Viral titration and infectivity.

A 50% tissue culture infective dose (TCID₅₀) assay was performed to assess viral titration and infectivity. On day 0, MARC-145 cells were seeded in a 96-well plate at a density of 1 × 10⁴ cells per well. On day 1, the cells were inoculated with serially 10-fold diluted viruses at 37°C for 1 h. The excess virus inoculum was removed by washing the cells with PBS. Maintenance medium (2% FBS–DMEM; 200 μl) was added to each well, and the cells were cultured for a further 3 to 5 days. Cells showing the expected cytopathic effect were counted daily, and the TCID₅₀ value was calculated with the Reed-Muench method (75). Each assay was performed in triplicate.

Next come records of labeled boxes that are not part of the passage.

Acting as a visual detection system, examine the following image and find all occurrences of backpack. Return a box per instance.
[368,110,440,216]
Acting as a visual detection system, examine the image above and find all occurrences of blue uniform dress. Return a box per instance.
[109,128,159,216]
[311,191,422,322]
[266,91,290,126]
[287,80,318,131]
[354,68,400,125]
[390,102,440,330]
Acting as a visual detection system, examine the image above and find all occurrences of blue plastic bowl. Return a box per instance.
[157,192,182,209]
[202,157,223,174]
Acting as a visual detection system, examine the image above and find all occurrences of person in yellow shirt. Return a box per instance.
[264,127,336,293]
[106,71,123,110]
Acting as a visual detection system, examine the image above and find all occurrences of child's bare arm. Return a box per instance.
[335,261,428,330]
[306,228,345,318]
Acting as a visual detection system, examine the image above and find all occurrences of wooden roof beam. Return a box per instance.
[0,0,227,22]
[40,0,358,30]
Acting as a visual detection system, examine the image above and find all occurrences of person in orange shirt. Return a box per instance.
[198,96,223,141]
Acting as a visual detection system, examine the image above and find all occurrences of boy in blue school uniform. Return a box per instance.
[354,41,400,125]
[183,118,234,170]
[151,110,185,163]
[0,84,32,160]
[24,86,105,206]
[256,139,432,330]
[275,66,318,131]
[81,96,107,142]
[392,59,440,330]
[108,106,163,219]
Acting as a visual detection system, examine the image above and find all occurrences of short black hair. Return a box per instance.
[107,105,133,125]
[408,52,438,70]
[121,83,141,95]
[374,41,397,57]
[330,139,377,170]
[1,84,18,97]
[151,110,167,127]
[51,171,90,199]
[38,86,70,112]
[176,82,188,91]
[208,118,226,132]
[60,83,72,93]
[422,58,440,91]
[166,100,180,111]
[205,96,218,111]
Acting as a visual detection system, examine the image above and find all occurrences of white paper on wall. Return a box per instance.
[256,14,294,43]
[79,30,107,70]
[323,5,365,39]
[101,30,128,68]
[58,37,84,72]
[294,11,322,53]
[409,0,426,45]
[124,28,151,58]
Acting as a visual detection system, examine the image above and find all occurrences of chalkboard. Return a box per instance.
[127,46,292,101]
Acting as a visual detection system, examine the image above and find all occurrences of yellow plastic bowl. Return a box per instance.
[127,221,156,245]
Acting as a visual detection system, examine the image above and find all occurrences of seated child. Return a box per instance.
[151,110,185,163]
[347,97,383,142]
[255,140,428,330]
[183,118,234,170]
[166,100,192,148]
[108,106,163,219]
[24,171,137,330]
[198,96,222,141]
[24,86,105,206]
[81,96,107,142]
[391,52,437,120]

(i) Intracellular infectivity. Cells were washed three times with PBS, scraped, and pelleted by centrifugation at 1,000 × g for 5 min. The cell pellets were subjected to three cycles of freeze-thawing with liquid nitrogen and a thermal block set to 37°C. The cell lysates were centrifuged at 10,000 × g for 10 min at 4°C to remove the cell debris. The titers of infectious virus were expressed as TCID₅₀ per milliliter after a limiting-dilution assay.

(ii) Extracellular infectivity. To determine the extracellular infectivity of the virus, the supernatants were harvested, filtered through a 0.45-μm-pore-size filter, and stored at 4°C. Their infectivity was determined in parallel with a limiting-dilution assay, as described above.